The un-carved block

Exciting things are happening all around me lately: the launch of the Program in Neuroendocrine and Carcinoid Tumors and its website at Dana-Farber, the significant growth in the number of teams, participants and fundraising for our local Relay for Life, the success of various fundraising programs, news of new drugs and techniques for the cure of other cancers, the list of discoveries about NET and CS at Dana-Farber and elsewhere…

A few weeks ago, a friend observed that I don’t seem to get outwardly excited about much–even when it seems like I should.

Once, before Jane got sick, I would get excited about things–especially positive things that were going on around me. But the weekly–sometimes daily–sometimes hourly–shifts in prognosis and health during the last four months of her life have made me very reluctant about getting too enthusiastic or too depressed about any single moment or event. That piece of me is so thoroughly traumatized and desensitized that I sometimes feel like a block of un-carved wood.

We were both easily excited and discouraged in the early days of her illness. Cancer that has spread to the liver has no cure, we read. We both started thinking in terms of months. The cancer was rare, but slow-growing, we were told.
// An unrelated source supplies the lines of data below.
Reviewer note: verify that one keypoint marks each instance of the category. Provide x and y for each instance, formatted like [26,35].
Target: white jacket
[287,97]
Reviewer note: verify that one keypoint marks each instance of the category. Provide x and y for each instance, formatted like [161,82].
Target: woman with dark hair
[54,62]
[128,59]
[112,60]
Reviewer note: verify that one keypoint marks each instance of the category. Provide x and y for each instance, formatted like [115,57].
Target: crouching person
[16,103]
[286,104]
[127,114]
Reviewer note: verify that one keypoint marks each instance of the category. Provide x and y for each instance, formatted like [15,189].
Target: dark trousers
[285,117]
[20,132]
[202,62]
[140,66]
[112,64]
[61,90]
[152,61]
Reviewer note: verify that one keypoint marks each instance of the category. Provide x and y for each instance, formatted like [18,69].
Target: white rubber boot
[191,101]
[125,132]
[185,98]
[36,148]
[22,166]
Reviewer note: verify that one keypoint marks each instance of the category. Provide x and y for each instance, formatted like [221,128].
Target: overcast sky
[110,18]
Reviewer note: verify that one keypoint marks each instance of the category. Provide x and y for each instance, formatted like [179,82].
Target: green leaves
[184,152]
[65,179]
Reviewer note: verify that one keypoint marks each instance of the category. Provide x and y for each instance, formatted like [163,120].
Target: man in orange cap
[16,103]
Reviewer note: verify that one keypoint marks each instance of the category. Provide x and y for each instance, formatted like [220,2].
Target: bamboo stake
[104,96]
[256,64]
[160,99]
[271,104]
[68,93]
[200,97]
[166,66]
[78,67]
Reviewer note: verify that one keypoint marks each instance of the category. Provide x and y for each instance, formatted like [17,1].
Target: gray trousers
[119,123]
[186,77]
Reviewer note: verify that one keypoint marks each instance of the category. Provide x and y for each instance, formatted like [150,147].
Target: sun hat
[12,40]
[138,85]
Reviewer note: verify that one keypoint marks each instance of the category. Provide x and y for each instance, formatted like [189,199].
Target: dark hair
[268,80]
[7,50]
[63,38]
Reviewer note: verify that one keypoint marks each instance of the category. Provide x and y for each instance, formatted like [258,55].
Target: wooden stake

We had permission to think in years. There was a trial we might qualify for. But then Jane’s tumors were too advanced to qualify. There was a potential heart issue. But we could fix that with an operation. But the valves were more damaged than they first appeared–and that was just part of what we went through in the first month after the diagnosis.

We were thrilled when her appetite returned after her first injection–just as we had been thrilled the day after she got the first medication for the swelling in her legs and found the stairs effortless again. Neither effect lasted more than 48 hours.

The days in the hospital spun us around sometimes hourly–and on December 9, we went from planning what we would do when she got out of rehab to me trying to wrap my mind around her impending death within what seemed like minutes.

Now it does not matter how good or bad the news is–my response is perpetually tempered by the expectation that everything could change before I have even had time to adjust.

I don’t know what that makes me. I don’t know if it makes me a more effective advocate or a less effective one. I don’t know whether that makes me a better or worse human being. I only know that it is who and what I have become.

I will get excited again some day, I think. Sometimes I allow myself the daydream of the day we put this cancer to rest–the day we unravel enough of its mystery that it is as vulnerable as it left Jane at the end.

I tear up at the thought.

But I know we are not there yet–and that it is not yet time to celebrate.